[HN Gopher] Laptop to Lambda: Outsourcing Everyday Jobs to Thous...
       ___________________________________________________________________
        
       Laptop to Lambda: Outsourcing Everyday Jobs to Thousands of
       Transient Containers
        
       Author : mlerner
       Score  : 99 points
       Date   : 2021-07-25 16:06 UTC (6 hours ago)
        
 (HTM) web link (www.micahlerner.com)
 (TXT) w3m dump (www.micahlerner.com)
        
       | chubot wrote:
       | 2019 thread on the paper:
       | https://news.ycombinator.com/item?id=20433315
       | 
       | Another review: https://buttondown.email/nelhage/archive/papers-
       | i-love-gg/
        
       | [deleted]
        
       | keithwinstein wrote:
       | Thank you for this nice writeup! This paper was led by my student
       | Sadjad Fouladi (https://sadjad.org/), part of a broader theme of
       | coercing a "purely functional-ish" design onto everyday
       | applications. There's a less academic-ese version with a few
       | extended results that was published in ;login: magazine (https://
       | www.usenix.org/system/files/login/articles/login_fal...). There
       | was also a good analysis here
       | (https://buttondown.email/nelhage/archive/papers-i-love-gg/) and
       | don't miss https://buttondown.email/nelhage/archive/http-
       | pipelining-s3-... .
       | 
       | Some of Sadjad's other work has included:
       | 
       | - ExCamera, which somewhat kicked off the trend of "fire up 4,000
       | lambda workers in a burst, all working on one job" -- for things
       | like making a neural network search a video frame-by-frame, video
       | compression in parallel at sub-GOP granularity, etc.

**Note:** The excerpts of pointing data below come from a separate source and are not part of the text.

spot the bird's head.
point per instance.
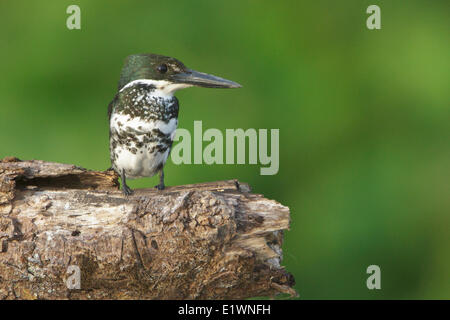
(170, 73)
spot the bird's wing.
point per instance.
(111, 105)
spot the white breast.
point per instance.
(143, 162)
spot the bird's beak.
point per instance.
(201, 79)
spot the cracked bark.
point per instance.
(212, 240)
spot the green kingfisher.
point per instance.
(143, 115)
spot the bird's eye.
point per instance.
(162, 68)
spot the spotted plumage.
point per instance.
(143, 115)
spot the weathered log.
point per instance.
(203, 241)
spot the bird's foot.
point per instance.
(127, 191)
(160, 186)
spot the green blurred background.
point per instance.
(363, 116)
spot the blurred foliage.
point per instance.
(363, 117)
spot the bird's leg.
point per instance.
(161, 185)
(126, 189)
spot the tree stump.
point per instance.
(69, 233)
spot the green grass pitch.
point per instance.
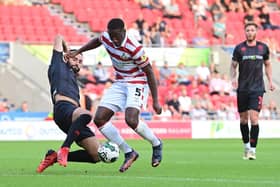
(190, 163)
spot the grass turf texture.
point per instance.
(192, 163)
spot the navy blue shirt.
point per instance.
(62, 79)
(250, 60)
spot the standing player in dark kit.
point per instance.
(129, 92)
(250, 56)
(68, 115)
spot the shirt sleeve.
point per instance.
(235, 55)
(141, 59)
(266, 55)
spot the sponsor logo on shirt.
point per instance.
(252, 57)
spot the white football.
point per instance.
(108, 152)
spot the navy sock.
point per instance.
(74, 130)
(244, 128)
(254, 135)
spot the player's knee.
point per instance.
(86, 118)
(131, 121)
(98, 121)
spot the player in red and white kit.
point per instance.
(129, 92)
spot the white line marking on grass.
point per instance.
(165, 178)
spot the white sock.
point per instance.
(253, 149)
(247, 145)
(112, 134)
(145, 132)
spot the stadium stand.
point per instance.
(40, 23)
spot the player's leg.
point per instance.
(102, 121)
(87, 140)
(137, 96)
(49, 159)
(112, 101)
(255, 105)
(242, 103)
(141, 128)
(79, 118)
(89, 154)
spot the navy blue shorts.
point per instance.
(63, 111)
(249, 101)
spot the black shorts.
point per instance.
(63, 111)
(249, 101)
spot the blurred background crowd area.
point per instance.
(202, 92)
(177, 23)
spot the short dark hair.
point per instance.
(115, 23)
(250, 24)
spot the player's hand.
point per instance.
(234, 84)
(71, 54)
(157, 107)
(271, 87)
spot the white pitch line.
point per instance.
(166, 178)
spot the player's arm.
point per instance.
(153, 87)
(92, 44)
(233, 73)
(59, 44)
(268, 73)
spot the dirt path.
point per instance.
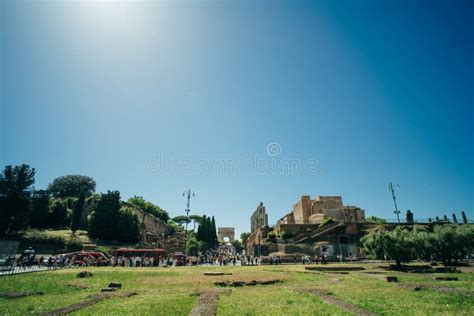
(207, 303)
(330, 299)
(444, 289)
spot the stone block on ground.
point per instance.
(84, 274)
(115, 285)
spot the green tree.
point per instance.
(196, 219)
(409, 217)
(59, 214)
(181, 219)
(104, 220)
(193, 246)
(213, 231)
(77, 213)
(16, 185)
(237, 245)
(395, 245)
(149, 207)
(128, 229)
(72, 186)
(376, 220)
(243, 238)
(39, 216)
(452, 242)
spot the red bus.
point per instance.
(155, 253)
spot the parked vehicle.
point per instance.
(90, 257)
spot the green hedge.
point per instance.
(39, 238)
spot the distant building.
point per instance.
(307, 211)
(259, 218)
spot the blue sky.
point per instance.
(367, 92)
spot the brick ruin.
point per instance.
(308, 230)
(259, 218)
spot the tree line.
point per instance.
(448, 243)
(63, 203)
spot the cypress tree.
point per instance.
(201, 235)
(214, 232)
(77, 213)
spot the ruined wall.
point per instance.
(152, 229)
(294, 229)
(259, 218)
(302, 210)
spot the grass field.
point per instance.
(174, 291)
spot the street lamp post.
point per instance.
(391, 189)
(188, 195)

       | (https://news.ycombinator.com/item?id=16197253)
       | 
       | - Salsify, which reused the "purely functional" video codec from
       | ExCamera to improve WebRTC/Zoom-style live video
       | (https://news.ycombinator.com/item?id=16964112 ,
       | https://news.ycombinator.com/item?id=20794541). Sadjad is giving
       | an Applied Networking Research Prize talk about this work at IETF
       | tomorrow.
       | 
       | - 3D ray-tracing (running PBRT on thousands of Lambdas, sending
       | rays across the network), SMT/SAT solving, etc.
       | 
       | We're working to extend this line of work towards a more general,
       | Wasm-based, "purely functional" operating system where most
       | computations operate on content-addressed data and are content-
       | addressed themselves, and determinism and reproducibility is
       | properties guaranteed by the OS. Sort of analogous to how the
       | operating systems of today (try to) guarantee memory isolation
       | between processes. Imagine, e.g., a Git repository where you
       | could represent the fact that "blob <x> is the result of running
       | computation <y> given tree <z> as input," and anybody can verify
       | that result, or rebase the computation to run on top of their own
       | input. If you're interested in this general area, please consider
       | doing a PhD at Stanford and/or get in touch -- I'm hiring.
        
         | boulos wrote:
         | Hi, Keith! Glad to see you're still enjoying hipster compute
         | :).
         | 
         | How/what do you think about Cloudflare workers, fly.io, and
         | similar "run pure-ish functions anywhere"? I no longer have any
         | skin in the game, but it seems to me that "ignoring locality"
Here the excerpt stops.